# What the. .??!! Why these crazy ph swings?



## cookiedoughcreations (Feb 24, 2015)

I'm definitely a betta fanatic, and fairly new to having a planted, cycled tank which I'm absolutely loving - so much easier and better for the fish. 
Things have been very stable until recently. We have softened (ro) water due to our extremely hard well water. Ph has always run a bit high, maybe it's a lot high, usually around 7.4 to 7.8, zero ammonia, nitrites and nitrates on the high but doable end - I always attributed that to our property being right in the middle of acres and acres of farmland. 

I have a 5 gal, heated, with a hood mounted filter. The only change that I know of is that I've added a couple plants to the tank this week, water wisteria (a few small sprigs) and a couple moss balls. Plus one tiny Nerite snail. Ph was still doing it's normal slightly high thing until I added Flourish (the regular stuff, not Excel) yesterday for the first time. I halfed the recommended dose so as not to shock or harm Clark (the fish). This morning I checked Ph and it was way high, off the chart. . .help!!! I did another 20% water change and checked it an hour later and it was back down to normal which is 7.4ish. 
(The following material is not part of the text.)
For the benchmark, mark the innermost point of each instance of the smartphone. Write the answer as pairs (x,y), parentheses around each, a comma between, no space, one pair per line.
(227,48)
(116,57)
Any ideas would be so appreciated! The last thing I want to do is harm the fish for the sake of plants if that's what's happening.


----------



## cookiedoughcreations (Feb 24, 2015)

anybody. . .help?


----------



## RussellTheShihTzu (Mar 19, 2013)

I don't know if Comprehensive raises pH but I do know my fish, inverts and plants all live in 8.0 pH with no issues. What's important about pH is that it remain stable and not do a lot of fluctuating. 

Somewhere in the last week there was a thread on a problem similar to yours but I can't seem to find it. I Googled "Will Seachem Comprehensive raise pH?" but got no hits. Wish I could be of more help.

Are you mineralizing your RO water? If not, that's important as RO, distilled and spring water do not have the necessary trace minerals fish need for optimum health. There are a lot of products to add minerals to fish tanks. Most shrimpers use RO water and have to use those supplements.


----------



## cookiedoughcreations (Feb 24, 2015)

Thanks for your reply! It's nice to know that it's okay to have a higher ph, I'll look for the earlier thread. I don't add minerals but always top off (about 10%) of the ro water with tap water. I wonder if that's enough? I will look into adding minerals.


----------



## RussellTheShihTzu (Mar 19, 2013)

You're more than welcome!

Try this link. 
http://www.drsfostersmith.com/fish-...lizing-water-conditioners/ps/c/3578/4395/4410

You could do half RO and half tap and not need the minerals. Check the tap water as you might have to adjust proportions to keep parameters stable.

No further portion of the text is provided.